Thank you, Mattias. And both of those to you, Karsten. Firstly, on CagriSema supply chain and then on Catalent afterwards.
Yeah. Thank you for those questions, Mattias. It's correct that the Cagri component we source externally.
That's basically based on a consideration around capabilities and manufacturing footprints. It's a rational choice. Of course, we take historic learnings with us in terms of ensuring that we have a resilient setup into the future for external sourcing approaches, including cagrilintide. Secondly, on Catalent and the so-called plan B, yes, that we do have. That's part of running business when you don't have hundred percent certainty. This is really a question about continuing to scale the way we've been scaling in the past few years. Really driving more output from our internal supply chain as well as continue to contract external capacity should we get into that situation.
Thank you, Karsten. And thank you to you, Mattias. This concludes the Q&A session. Thank you for participating, and feel free to contact investor relations regarding any follow-up questions you might have.
Before we close the call, I would like to hand it over to you, Lars, for any final remarks.
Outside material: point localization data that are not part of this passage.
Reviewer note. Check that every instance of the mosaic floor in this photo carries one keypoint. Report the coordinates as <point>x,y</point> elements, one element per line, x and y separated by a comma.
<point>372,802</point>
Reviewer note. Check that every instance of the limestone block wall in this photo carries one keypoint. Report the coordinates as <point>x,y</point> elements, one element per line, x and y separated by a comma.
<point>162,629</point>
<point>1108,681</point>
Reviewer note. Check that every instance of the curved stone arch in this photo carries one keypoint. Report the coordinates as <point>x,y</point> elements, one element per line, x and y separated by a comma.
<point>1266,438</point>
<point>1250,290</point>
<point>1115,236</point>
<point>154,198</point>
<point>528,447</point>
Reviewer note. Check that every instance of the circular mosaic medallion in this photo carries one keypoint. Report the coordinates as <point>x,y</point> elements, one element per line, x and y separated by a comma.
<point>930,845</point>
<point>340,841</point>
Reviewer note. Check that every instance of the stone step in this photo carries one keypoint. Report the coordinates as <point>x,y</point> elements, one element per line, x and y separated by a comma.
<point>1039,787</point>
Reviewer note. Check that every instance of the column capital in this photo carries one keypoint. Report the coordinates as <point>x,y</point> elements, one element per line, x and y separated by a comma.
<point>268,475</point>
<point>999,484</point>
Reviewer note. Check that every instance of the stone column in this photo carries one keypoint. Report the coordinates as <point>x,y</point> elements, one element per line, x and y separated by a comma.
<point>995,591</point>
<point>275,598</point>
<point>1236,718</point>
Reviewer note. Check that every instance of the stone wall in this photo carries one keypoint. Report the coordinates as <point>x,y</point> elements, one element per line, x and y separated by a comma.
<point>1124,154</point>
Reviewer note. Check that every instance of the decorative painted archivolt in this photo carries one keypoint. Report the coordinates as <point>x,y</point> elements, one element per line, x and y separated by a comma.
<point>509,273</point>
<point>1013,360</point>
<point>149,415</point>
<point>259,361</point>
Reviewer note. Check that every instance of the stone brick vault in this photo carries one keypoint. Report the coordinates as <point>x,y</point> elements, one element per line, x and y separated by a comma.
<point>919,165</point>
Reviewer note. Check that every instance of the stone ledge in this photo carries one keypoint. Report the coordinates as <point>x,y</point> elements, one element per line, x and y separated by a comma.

Yeah. Thank you, Jacob. And once again, I would like to thank Doug for his exceptional leadership over quite some years for our U.S. operations. And wish Dave Moore good luck as his successor. As we spoke about, Novo Nordisk is in a strong growth momentum, and that's driven by our GLP-1 products, both in diabetes and obesity. And I hope it's also clear for all of you that we are scaling significantly to sustain this attractive growth profile in the coming years. And we also have very exciting phase III readouts later this year. So we look forward to sharing those data with you in the future and have robust discussions around that. So with that, thank you again for your interest, and we hereby close the call. Thank you.
This concludes today's conference call. Thank you for participating. You may now disconnect.